First, the list of extensions is displayed, with an option to uninstall each. (Unlike plugins, administration extensions can be installed or unintalled, but can’t be turned on and off). Next, the main area of the page is dynamic, just like the weblog posts themselves. With this, extension developers can create content for this area for hooking their extension in as needed. For instance, with the multi-weblog extension, the extension will add code to list the weblogs, allowing the person to select from the list. This list will be filtered to just those who have been given access to the weblog.

The multiple weblog extension itself will consist of a couple of files that are copied to the administration subdirectory, and loading one page that makes the appropriate database updates. Refreshing the admin site in the browser will then show the new extension in place, with all the appropriate backend goodies in place to use it.

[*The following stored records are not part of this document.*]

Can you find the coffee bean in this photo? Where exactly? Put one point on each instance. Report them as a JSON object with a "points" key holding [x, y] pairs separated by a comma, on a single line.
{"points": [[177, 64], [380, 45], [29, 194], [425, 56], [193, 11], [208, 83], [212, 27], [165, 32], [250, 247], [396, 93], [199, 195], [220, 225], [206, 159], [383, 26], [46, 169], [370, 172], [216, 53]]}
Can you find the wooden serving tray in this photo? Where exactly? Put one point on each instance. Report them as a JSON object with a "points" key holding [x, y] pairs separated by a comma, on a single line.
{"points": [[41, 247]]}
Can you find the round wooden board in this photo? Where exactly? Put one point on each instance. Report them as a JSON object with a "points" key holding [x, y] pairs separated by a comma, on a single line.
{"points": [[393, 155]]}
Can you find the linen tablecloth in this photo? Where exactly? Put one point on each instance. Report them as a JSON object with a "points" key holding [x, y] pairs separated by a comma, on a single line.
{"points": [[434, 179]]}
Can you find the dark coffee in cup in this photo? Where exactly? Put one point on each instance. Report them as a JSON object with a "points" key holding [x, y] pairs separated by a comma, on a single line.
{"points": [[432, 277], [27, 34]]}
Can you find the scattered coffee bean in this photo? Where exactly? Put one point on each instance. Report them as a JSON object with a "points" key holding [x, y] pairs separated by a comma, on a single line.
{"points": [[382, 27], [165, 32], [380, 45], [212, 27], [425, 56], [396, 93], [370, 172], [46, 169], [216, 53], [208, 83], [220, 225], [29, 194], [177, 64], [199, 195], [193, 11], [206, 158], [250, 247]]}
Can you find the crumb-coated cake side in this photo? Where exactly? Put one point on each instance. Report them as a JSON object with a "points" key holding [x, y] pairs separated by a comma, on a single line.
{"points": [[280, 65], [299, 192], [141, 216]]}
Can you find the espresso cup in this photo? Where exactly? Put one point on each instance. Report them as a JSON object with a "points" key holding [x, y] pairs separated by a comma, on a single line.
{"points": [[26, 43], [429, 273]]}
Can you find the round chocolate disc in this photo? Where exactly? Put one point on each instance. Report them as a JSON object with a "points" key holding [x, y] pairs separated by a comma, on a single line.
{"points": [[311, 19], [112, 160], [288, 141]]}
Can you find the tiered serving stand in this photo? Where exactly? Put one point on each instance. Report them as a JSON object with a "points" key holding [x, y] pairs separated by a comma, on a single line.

My plan is to have these bits in place by New Years and then release a first cut of the code. All of this should be sufficient enough to make Wordform a unique product by that time.

Technology Weblogging


In case you’re curious, or see odd behavior now and again with this weblog, I’m making the code changes for Wordform directly on the source running this site.

By working on a ‘live’ site, I get to test the changes as they’re made. More than that, this forces me to be very careful with my changes — to make sure that I don’t remove one bit of code until another is in place to replace it. This, in turn, ensures that I’m less likely to introduce bugs, though there may be an odd–but soon fixed–break now and again.

Besides — it makes life more interesting.